Estados Unidos está sacando a la luz casos de corrupción en las más altas esferas del sistema judicial ecuatoriano. El Departamento de Estado ha designado públicamente a siete exfuncionarios ecuatorianos por su implicación en corrupción significativa vinculada a organizaciones terroristas extranjeras (FTO) designadas (en inglés) por la Administración Trump el año pasado. Estas medidas hacen que, en general, estas siete personas y sus familiares directos no puedan ingresar a Estados Unidos.

Pablo Ramírez Erazo, exdirector de la Autoridad Penitenciaria de Ecuador; Wilman Terán Carillo, exjuez de la Corte Nacional de Justicia de Ecuador; y Ronaldo Xavier Guerrero Cruz, exjuez penal del Consejo de la Judicatura de Ecuador, abusaron respectivamente de manera significativa de sus antiguos cargos públicos al aceptar sobornos de pandillas vinculadas a organizaciones narcoterroristas. A cambio de estos sobornos, dichos funcionarios interfirieron en procesos judiciales, electorales o públicos en beneficio de pandillas ecuatorianas vinculadas a las organizaciones terroristas extranjeras designadas: el cartel Jalisco Nueva Generación (CJNG), los “Choneros” y los “Lobos”.

Pablo Bolívar Muentes Alarcón, exmiembro de la Asamblea Nacional de Ecuador; María Fabiola Gallardo Ramia, expresidenta de la Corte Provincial de Guayas; Johann Marfetán Medina, antiguo juez penal de la Corte Provincial de Guayas; y Mayra Carolina Salazar Merchán, antigua responsable de relaciones públicas de la Corte Provincial de Guayas, abusaron respectivamente de sus antiguos cargos públicos al aceptar sobornos a cambio de interferir en procesos judiciales en beneficio de organizaciones narcoterroristas como los “Choneros” y el cartel de Sinaloa, así como de sus facilitadores delictivos. 

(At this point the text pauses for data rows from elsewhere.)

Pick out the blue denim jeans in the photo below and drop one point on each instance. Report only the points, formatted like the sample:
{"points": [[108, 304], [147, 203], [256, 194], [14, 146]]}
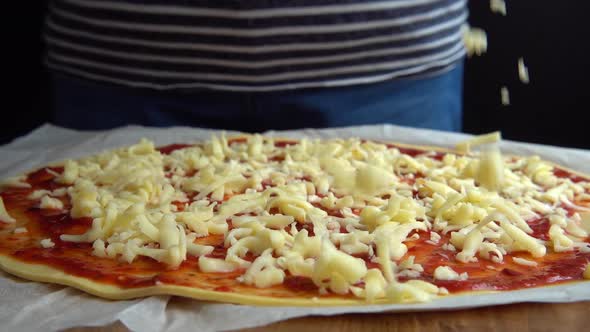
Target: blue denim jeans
{"points": [[433, 101]]}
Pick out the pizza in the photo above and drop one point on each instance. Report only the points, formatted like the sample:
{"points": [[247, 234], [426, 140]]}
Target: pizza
{"points": [[270, 221]]}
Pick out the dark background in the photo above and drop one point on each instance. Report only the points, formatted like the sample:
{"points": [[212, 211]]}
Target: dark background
{"points": [[552, 37]]}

Las acciones de estos exfuncionarios ecuatorianos constituyeron un caso de corrupción de gran envergadura y tuvieron graves efectos negativos para la seguridad de Estados Unidos, al alimentar el tráfico de drogas y envenenar las comunidades estadounidenses. Estados Unidos seguirá utilizando todas las herramientas a su alcance para proteger a nuestro país e impedir la entrada a los narcoterroristas, a sus facilitadores corruptos y a sus familiares directos. A cualquier funcionario extranjero que abuse de su cargo público de forma corrupta para obtener beneficios económicos personales: Estados Unidos les encontrará y les desenmascarará.

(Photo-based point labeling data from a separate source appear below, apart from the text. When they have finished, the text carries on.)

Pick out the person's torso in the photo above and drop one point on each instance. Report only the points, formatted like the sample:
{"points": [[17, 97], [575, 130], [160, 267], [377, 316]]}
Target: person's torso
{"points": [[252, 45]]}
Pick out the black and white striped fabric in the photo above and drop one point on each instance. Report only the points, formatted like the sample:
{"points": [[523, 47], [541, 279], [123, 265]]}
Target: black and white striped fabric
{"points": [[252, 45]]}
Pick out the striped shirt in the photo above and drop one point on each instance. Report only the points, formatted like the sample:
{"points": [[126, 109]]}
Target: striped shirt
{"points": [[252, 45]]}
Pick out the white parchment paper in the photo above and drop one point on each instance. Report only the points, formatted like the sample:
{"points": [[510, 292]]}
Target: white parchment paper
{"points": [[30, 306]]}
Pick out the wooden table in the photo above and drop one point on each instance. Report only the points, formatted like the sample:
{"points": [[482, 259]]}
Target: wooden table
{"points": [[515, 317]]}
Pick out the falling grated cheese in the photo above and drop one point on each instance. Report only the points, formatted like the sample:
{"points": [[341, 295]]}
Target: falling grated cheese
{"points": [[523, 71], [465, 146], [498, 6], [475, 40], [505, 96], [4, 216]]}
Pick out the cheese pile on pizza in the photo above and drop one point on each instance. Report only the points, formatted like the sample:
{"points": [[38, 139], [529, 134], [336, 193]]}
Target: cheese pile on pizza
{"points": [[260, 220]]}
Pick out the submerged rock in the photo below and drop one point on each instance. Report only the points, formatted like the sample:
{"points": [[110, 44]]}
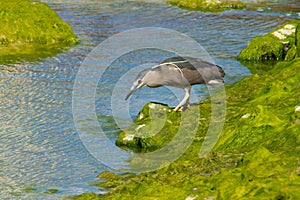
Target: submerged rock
{"points": [[208, 5], [150, 130], [280, 44], [31, 30]]}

Estas designaciones públicas se realizan conforme a la Ley de Seguridad Nacional y Asignaciones del Departamento de Estado y Programas Relacionados (National Security, Department of State, and Related Programs Appropriations Act) de 2026 (Div. F, P.L. 119-75) (“Sección 7031(c)”). La sección 7031(c) exige al Secretario de Estado que designe de manera pública o privada a los funcionarios extranjeros y a sus familiares directos sobre los que el Secretario tenga información fidedigna de que estén implicados en corrupción significativa o en grave violación de derechos humanos.